Das Kind, das über der Welt steht, wird von der Frau getragen, die auf dem Esel sitzt. Das Kind hat einen prächtigen Heiligenschein. Das Kind ist nicht von dieser Welt. Es ist vollkommen neu und verbindet die Gruppe mit dem, was über ihr ist, mit dem Himmel.
Die Seele wird durch das empfangende Gesicht Marias, durch das offenbarende Gesicht Josephs und durch das Gesicht der Seele dargestellt, die völlig neu ist und noch von dem Mann/der Frau und dem Esel getragen wird. Der Körper, der Mann, der handelt, die Frau, die ruht und das Kind trägt. Sie ist der jungfräuliche Teil der Seele, in dem der Heilige Geist das Kind empfing.
In der orientalischen Grafik wird eine menschliche Figur – möglicherweise ein Kind – vom Stier getragen. Das Kind lässt einen Drachen steigen. Der Drachen und das Seil stellen die Verbindung zum Himmel her. In der eher klassischen Grafikreihe spielt der Hirte auf dem Rücken des Stiers Flöte. Die Töne seiner Flöte steigen in den Himmel auf.
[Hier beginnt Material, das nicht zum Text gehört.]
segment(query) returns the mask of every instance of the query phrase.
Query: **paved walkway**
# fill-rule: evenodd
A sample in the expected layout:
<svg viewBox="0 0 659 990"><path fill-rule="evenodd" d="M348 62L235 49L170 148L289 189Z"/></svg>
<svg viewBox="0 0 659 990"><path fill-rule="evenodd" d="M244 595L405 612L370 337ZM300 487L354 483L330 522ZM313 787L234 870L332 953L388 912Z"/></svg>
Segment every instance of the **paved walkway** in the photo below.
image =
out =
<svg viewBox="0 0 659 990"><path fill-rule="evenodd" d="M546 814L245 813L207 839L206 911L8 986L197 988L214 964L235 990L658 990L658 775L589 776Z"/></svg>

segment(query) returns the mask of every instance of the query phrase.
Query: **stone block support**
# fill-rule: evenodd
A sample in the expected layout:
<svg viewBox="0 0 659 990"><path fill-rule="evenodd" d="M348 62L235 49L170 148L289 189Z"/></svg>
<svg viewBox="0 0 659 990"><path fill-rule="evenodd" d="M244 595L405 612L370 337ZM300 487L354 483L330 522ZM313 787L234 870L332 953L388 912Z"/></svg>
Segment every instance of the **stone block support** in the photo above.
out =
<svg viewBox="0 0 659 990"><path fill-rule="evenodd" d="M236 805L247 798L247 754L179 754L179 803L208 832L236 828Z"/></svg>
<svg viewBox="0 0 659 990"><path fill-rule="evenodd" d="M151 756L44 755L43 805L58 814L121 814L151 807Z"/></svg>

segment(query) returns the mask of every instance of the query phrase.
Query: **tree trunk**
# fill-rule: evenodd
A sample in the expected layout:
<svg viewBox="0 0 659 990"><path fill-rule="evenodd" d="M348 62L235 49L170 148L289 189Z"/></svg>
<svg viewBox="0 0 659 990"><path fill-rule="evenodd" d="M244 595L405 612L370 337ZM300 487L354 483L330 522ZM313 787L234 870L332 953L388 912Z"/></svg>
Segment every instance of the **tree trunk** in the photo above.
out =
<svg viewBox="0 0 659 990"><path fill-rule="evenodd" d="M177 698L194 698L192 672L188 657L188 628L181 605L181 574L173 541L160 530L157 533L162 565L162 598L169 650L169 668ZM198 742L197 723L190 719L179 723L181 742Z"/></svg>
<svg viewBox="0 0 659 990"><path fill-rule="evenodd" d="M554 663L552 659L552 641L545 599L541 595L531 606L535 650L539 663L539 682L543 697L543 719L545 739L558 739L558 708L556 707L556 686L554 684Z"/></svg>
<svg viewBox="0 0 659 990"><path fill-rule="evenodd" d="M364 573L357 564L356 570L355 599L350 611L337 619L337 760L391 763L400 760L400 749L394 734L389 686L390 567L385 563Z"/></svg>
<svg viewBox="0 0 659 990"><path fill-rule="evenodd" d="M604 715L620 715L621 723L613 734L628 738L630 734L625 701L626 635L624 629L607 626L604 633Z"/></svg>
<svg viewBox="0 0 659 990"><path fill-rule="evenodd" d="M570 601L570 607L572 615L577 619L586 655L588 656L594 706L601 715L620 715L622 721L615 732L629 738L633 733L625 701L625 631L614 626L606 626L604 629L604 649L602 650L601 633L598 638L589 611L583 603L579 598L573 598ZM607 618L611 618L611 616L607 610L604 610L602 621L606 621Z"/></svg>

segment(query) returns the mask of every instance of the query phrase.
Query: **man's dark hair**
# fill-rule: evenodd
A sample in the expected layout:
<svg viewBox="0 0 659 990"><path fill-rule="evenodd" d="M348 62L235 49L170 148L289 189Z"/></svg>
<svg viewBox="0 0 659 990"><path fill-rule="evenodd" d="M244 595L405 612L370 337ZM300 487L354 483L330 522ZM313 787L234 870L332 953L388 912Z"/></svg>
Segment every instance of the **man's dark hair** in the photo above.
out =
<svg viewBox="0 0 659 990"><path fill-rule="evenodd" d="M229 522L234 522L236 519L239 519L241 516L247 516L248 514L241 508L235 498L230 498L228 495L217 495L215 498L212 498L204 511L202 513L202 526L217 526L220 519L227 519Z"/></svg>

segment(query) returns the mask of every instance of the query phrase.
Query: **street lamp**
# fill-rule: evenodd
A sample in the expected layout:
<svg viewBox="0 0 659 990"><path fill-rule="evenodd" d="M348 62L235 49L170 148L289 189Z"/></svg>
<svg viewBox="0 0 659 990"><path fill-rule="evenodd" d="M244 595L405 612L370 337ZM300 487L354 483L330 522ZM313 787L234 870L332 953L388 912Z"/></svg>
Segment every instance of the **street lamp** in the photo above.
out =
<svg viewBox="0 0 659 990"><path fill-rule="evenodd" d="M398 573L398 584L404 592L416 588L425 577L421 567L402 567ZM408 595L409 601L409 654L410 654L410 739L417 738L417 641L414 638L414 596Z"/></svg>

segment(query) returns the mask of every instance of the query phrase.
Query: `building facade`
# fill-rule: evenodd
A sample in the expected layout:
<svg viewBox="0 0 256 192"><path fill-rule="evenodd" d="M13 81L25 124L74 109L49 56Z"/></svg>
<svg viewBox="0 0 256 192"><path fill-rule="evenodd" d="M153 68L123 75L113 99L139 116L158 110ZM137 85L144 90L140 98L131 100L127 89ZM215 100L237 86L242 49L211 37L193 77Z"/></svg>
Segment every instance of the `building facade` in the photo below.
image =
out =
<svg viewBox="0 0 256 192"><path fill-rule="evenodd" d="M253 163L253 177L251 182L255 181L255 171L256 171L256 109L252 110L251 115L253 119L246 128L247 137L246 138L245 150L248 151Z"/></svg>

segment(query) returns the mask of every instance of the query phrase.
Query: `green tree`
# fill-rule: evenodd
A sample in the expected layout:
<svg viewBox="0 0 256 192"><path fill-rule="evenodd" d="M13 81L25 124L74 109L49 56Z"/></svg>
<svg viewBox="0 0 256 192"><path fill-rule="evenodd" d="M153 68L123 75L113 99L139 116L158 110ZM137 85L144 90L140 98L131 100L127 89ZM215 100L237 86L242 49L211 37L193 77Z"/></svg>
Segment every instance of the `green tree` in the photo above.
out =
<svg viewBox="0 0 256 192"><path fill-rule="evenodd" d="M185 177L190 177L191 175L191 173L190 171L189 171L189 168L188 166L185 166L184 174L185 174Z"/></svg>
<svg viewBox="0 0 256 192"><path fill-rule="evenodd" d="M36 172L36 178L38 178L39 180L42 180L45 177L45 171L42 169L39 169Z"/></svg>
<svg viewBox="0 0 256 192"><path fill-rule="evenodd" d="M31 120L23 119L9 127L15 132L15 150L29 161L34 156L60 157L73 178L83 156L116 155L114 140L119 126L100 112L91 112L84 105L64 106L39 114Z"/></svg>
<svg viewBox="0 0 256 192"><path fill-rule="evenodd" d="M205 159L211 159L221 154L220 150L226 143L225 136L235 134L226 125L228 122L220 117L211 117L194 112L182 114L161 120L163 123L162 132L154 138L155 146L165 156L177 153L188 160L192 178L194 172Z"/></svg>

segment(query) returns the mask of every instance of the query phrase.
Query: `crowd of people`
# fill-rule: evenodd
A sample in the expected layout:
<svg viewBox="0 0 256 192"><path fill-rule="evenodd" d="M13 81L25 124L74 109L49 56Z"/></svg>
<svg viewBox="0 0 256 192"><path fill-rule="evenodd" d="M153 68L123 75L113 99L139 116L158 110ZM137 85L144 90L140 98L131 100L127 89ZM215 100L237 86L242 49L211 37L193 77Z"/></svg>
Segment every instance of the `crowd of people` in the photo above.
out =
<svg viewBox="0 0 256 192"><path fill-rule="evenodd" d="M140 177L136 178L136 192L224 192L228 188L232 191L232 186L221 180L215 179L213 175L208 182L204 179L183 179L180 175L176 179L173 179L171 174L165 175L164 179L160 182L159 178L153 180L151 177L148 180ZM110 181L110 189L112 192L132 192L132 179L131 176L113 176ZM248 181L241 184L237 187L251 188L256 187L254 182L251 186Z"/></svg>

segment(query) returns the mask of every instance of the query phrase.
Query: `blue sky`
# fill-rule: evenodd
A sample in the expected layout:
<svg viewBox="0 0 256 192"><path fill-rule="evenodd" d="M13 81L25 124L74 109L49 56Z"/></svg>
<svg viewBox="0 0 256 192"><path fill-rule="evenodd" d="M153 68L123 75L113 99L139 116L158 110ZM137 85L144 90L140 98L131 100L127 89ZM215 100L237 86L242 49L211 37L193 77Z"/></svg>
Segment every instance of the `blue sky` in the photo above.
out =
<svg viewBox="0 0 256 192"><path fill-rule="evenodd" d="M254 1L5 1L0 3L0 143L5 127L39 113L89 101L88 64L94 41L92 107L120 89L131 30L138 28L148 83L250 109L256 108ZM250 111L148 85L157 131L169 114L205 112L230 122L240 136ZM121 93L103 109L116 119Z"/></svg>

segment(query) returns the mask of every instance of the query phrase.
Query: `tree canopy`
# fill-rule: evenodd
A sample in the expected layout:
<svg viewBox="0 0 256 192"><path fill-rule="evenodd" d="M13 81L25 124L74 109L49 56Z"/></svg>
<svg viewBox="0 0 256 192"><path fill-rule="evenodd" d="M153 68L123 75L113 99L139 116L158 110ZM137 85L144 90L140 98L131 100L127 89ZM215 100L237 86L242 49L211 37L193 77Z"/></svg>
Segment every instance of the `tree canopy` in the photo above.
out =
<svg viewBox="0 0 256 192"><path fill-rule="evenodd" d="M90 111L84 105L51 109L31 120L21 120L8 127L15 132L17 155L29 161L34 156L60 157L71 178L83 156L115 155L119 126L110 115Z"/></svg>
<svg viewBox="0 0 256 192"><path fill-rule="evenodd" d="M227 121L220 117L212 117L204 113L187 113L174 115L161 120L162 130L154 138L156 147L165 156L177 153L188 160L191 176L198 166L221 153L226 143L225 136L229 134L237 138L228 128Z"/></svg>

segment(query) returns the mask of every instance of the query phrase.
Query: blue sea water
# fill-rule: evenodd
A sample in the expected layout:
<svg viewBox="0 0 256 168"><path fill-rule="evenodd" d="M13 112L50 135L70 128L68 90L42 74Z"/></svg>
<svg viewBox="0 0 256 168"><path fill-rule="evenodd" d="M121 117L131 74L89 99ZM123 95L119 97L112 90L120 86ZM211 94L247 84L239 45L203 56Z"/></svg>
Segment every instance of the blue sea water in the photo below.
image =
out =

Auch hier: Körper, Seele und eine Verbindung zu dem, was darüber ist.
Was können wir von diesen Bildern lernen?
Hinter der Flucht nach Ägypten verbirgt sich eine ganze Geschichte: von Königen oder Magiern, von König Herodes, der das Kind töten will, vom neugeborenen Messias, der eine Bedrohung für die Macht darstellt, von dem warnenden Engel in Josephs Traum und der Reise nach Ägypten. Das junge Neugeborene in unseren Herzen wird durch die reine Kraft der Seele Marias und die bereitwillige Tatkraft Josephs, der den Esel führt, in Sicherheit gebracht. Unsere Seele ist aufgefordert, das Neue in uns zu schützen, indem sie den Körper und seinen instinktiveren Teil nutzt und lenkt.
Viele Neugeborene werden sterben. Sie sind nicht der absolut neue Jesus. Sie haben mit Jesus nur die Zeit und den Ort der Geburt gemeinsam. Der Ort der Geburt ist unser Herz. Sie, diese anderen Neugeborenen, könnten alle möglichen neuen Gefühle, Herzensideen sein, die in uns zur Zeit der Geburt Jesu aufsteigen. Jedes dieser Kinder ist ein fantastisches Potenzial, das nicht sein darf, um die Macht des alten Königs, der Ich genannt wird, zu bewahren.
Das Gedicht, das die sechste Aufnahme von „Taming of the Bull“ in seiner klassischen Version mit dem Flötenspieler begleitet, endet mit den Worten:
Ich lasse den endlosen Rhythmus verklingen. Wer dieses Lied hört, wird sich mir anschließen.
Auf dem Bullen reitend, auf dem Weg nach Hause.